Note from Fr. Joe: The following was originally entitled “Confessions Have Never Been Easy for Catholics”, and was Erma Bombeck’s “At Wit’s End” newspaper column for 27 April 1994. I used it inside a homily which has been lost. But her column is still a gem. Enjoy!


We form a line facing the altar with our backs to the confessional. Slowly, we inch backward to the booth. The cubicle is small and dark inside as we assume our position on the kneeler and ask absolution for our sins from the shadow on the other side of the screen.

We worry. We worry that the priest will recognize our voice. We worry that our confession will take so long, people in line will speculate we’re terrorists. We worry what the priest will say when we admit that our last confession was when Truman was president. We worry that our sins will prompt the priest to raise his voice and say, “That’s disgusting!”

A guy with a great sense of humor is trying to change all this. He figures if you can send faxes to God for favors and place them in the Wailing Wall in Jerusalem, the world is ready for “Greg Garvey’s Automatic Confession Machine.”

This is the way it would work. After you say, “Bless me, father, for I have sinned,” a menu appears on the computer screen. You tap in the number of days since your last confession, and the number of venial and mortal sins.

Once the sin tally is recorded, the machine calculates your penance - possibly a dozen Hail Marys and six Our Fathers - on a printout.

Garvey, a Catholic, takes confessions seriously and says it is not his purpose to make fun of a particular sacrament or religion. He is just ahead of the curve on the possible advantages of technology.

I don’t rule out anything anymore. Ever since I heard a Perry Como recording of “Ave Maria” at my friend’s wedding, I believe in anything.

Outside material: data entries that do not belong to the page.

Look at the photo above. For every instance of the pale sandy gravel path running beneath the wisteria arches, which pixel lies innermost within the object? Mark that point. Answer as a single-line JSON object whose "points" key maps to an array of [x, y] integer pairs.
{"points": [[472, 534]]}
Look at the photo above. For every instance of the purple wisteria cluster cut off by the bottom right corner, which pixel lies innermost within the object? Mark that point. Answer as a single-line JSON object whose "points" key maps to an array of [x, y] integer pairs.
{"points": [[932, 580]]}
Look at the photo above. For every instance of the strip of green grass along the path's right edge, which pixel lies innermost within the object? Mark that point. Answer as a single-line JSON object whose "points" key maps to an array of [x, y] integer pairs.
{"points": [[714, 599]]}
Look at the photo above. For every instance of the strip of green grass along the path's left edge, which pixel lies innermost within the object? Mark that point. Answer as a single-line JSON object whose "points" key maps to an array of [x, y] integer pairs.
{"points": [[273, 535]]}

Like it or not, human contact has been sacrificed on the altar of do-it-yourself technology. Coffee vendors, bank tellers, telephone and elevator operators, gas station attendants, retail and grocery clerks are increasingly ghosts of the past. The world is wandering around looking for a button to push.

Greg Garvey may be opening a high-tech Pandora’s box. I forsee a wedding where the bride presses 1 if she wants a groom, 2 if she needs a witness, 3 if she wants a caterer and 4 if she requests music. If she needs counseling to feel good about her decision, she should stay on the line.

As for the confessional, Garvey did say his plan cannot possibly replace a priest because the software has not been ordained. Not yet.